Şaşırma ve sevinç arasında bir duyguyla kaldı. İlk etapta fark etmemişti ama kadını tanıyordu. Etkinlik için yemek yaptıkları çocuk yuvasının sahibiydi ve ayrıca tanınan bir aileye sahipti. Emine İspirli. Duyduklarıyla oluşan güvenle hiç düşünmeden tamam dedi.

"Tamam...Tamam yeter ki beni buradan götürün Emine Hanım ."

Yüzüne yayılan hafif gülümseme ile "Sen beni tanıyor musun ?" diye sordu Emine.

"Evet.
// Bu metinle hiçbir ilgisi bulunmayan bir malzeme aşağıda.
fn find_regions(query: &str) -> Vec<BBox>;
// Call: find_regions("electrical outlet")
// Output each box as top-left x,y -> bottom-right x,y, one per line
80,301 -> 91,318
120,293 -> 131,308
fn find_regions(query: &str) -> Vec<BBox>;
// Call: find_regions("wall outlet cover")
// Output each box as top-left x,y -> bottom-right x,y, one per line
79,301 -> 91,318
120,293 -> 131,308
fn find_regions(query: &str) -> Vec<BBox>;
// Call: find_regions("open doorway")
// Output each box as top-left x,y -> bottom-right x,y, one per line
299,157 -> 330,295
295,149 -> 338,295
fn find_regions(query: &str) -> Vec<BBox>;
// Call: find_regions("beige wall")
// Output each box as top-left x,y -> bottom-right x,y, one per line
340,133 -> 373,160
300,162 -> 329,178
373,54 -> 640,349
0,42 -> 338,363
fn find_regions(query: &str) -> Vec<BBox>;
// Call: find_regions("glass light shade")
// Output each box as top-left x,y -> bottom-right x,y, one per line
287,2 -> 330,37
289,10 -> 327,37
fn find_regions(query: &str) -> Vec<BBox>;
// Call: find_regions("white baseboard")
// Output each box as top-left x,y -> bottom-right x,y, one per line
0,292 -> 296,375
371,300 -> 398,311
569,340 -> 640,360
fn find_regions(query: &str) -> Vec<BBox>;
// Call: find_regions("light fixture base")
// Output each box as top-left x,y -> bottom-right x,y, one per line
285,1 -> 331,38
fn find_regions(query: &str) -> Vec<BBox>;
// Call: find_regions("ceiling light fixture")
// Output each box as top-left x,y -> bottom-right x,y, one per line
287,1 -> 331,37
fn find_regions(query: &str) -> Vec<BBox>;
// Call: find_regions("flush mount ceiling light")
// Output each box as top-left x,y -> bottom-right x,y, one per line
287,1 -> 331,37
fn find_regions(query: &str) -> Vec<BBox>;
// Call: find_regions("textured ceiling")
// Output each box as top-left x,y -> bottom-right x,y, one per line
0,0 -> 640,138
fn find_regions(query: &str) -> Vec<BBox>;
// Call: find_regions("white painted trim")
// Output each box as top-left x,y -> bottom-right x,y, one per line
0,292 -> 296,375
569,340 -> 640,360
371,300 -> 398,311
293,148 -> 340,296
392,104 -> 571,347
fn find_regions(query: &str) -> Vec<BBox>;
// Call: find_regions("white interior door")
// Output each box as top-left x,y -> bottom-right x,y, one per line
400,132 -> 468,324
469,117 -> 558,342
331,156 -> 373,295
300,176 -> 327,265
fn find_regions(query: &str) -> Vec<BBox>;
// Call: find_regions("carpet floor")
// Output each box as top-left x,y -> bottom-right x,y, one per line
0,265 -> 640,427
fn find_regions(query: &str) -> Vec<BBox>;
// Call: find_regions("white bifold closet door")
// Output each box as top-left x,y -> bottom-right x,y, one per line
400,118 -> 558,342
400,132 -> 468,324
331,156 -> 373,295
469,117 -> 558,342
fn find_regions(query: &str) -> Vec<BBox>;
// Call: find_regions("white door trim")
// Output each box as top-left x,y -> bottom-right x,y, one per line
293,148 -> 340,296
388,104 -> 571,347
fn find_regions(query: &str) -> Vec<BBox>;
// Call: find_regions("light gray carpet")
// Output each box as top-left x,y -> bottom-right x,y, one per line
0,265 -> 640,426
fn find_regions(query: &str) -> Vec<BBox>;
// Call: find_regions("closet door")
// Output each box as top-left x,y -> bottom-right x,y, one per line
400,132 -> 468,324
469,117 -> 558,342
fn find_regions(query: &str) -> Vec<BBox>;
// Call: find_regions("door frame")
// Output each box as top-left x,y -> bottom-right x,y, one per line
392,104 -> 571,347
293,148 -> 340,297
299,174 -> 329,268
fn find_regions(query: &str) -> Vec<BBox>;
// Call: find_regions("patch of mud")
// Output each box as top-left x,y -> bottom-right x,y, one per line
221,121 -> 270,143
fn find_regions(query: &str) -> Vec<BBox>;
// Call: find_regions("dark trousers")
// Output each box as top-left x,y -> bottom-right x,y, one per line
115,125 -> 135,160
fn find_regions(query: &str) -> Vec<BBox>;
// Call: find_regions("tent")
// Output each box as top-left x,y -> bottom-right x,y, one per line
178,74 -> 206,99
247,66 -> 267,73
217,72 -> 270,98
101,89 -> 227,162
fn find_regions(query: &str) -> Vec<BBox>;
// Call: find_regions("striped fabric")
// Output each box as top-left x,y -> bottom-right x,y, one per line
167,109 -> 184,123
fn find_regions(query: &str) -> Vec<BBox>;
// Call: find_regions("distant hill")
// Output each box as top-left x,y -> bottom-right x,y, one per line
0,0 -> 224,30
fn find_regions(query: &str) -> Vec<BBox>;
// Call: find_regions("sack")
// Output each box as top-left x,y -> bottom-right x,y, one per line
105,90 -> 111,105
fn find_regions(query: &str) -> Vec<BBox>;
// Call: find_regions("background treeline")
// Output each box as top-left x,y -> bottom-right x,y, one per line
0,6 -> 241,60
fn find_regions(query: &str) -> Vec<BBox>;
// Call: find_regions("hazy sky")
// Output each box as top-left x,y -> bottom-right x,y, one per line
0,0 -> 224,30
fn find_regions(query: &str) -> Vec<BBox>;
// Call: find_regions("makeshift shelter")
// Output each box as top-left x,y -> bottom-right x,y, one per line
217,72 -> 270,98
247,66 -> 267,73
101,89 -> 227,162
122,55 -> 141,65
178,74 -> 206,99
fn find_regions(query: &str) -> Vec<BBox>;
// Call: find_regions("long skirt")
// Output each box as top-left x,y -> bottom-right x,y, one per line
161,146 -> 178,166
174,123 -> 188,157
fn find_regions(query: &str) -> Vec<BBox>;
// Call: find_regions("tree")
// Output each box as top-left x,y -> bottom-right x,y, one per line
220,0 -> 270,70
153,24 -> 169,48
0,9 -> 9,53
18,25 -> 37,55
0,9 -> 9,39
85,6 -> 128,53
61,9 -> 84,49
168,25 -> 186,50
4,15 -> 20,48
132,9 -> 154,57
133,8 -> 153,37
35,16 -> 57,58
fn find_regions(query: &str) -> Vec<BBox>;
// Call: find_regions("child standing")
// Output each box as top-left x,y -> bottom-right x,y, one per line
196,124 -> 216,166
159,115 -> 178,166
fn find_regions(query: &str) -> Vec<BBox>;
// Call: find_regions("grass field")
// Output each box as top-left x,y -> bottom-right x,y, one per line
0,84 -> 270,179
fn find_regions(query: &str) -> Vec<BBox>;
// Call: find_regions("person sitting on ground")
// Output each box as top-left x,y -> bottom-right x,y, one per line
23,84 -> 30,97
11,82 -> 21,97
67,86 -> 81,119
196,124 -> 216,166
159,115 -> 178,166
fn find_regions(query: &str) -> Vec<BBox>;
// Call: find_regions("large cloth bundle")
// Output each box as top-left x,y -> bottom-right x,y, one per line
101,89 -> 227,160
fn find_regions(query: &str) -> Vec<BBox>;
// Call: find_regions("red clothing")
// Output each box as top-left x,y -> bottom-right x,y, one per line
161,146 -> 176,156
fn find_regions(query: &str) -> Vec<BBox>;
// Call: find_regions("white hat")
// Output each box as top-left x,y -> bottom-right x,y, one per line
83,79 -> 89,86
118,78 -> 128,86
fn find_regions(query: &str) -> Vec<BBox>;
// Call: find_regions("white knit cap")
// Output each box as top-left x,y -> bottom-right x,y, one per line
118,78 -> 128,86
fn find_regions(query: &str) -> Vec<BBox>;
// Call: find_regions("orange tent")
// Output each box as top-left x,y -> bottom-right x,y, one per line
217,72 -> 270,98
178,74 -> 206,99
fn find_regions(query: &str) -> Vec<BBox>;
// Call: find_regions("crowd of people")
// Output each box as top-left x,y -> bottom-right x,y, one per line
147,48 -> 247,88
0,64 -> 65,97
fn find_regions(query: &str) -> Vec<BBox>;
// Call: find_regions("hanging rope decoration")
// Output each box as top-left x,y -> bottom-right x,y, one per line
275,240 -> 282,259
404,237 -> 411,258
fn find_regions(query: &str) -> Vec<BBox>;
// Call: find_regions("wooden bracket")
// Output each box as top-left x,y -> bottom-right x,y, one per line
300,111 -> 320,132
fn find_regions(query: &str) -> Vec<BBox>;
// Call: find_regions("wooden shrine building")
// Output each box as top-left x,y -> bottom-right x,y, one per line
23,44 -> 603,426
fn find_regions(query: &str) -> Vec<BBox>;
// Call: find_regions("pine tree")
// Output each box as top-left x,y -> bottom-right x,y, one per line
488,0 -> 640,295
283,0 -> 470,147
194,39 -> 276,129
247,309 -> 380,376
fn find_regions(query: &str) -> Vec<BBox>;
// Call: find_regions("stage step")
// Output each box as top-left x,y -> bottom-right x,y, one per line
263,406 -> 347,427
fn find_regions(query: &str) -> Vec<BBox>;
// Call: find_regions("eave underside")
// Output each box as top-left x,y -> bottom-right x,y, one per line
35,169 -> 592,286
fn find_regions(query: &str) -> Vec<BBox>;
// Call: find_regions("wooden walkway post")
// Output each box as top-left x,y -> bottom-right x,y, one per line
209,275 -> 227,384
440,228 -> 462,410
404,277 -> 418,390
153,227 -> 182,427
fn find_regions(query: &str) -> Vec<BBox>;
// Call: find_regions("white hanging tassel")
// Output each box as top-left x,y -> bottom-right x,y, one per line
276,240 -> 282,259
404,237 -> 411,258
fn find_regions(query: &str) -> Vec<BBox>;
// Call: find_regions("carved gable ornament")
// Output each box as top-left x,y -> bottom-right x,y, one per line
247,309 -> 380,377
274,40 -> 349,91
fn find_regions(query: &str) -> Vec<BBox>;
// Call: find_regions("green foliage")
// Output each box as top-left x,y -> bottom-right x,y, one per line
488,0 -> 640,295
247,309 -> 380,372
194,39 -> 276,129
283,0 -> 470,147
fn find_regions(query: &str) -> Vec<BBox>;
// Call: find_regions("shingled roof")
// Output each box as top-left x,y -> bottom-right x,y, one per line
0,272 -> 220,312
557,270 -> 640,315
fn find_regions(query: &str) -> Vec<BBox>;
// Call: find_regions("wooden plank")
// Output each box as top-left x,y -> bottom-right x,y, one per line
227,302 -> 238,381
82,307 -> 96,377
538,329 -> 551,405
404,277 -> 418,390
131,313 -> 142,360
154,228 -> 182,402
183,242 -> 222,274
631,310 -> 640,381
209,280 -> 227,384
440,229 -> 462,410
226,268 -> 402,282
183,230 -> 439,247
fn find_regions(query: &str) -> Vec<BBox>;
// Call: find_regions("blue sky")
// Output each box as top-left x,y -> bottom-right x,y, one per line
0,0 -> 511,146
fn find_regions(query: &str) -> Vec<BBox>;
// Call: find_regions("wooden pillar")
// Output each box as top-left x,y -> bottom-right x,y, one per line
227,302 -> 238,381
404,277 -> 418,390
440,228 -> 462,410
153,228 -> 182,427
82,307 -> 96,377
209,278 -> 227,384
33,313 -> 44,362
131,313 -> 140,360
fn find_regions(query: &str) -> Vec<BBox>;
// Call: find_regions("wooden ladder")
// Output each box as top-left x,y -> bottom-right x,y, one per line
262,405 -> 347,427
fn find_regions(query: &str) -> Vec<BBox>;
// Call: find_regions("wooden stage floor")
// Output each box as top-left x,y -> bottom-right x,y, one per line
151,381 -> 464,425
Uzun yıllar burada değilsiniz ama ara ara geldiğinizi biliyorum. Ayrıca sahibi olduğunuz yuvaya etkinlik için yemek yapmıştık ordan biliyorum." derken kahkülü ve az önce hızlıca düzelttiği saçlarına parmaklarını geçirdi geriye attı.

Emine onu dikkatle izliyordu. "Tamam peki anladım canım."

Havaalanına geldiklerinde bilet satış bölümünde en yakın İstanbul uçağının ne zaman olduğunu sordular ilk. Yarım saat sonra kendi uçağı kalkıyordu. Bir sonraki uçağın 2 saat sonra olduğunu öğrendiler.

Emine "Peki bu 2 saat sonraki uçağa iki bilet var mı?" derken Mine bilet parası için çantasını kurcalamaya başladı.

Önündeki ekranda soruya cevap arayan görevli en son gördüğü ile bakışlarını Emine'ye kaldırdı. "Evet var efendim. Son anda iptal edilen 3 yerimiz var . Dilerseniz hemen bilet keseyim."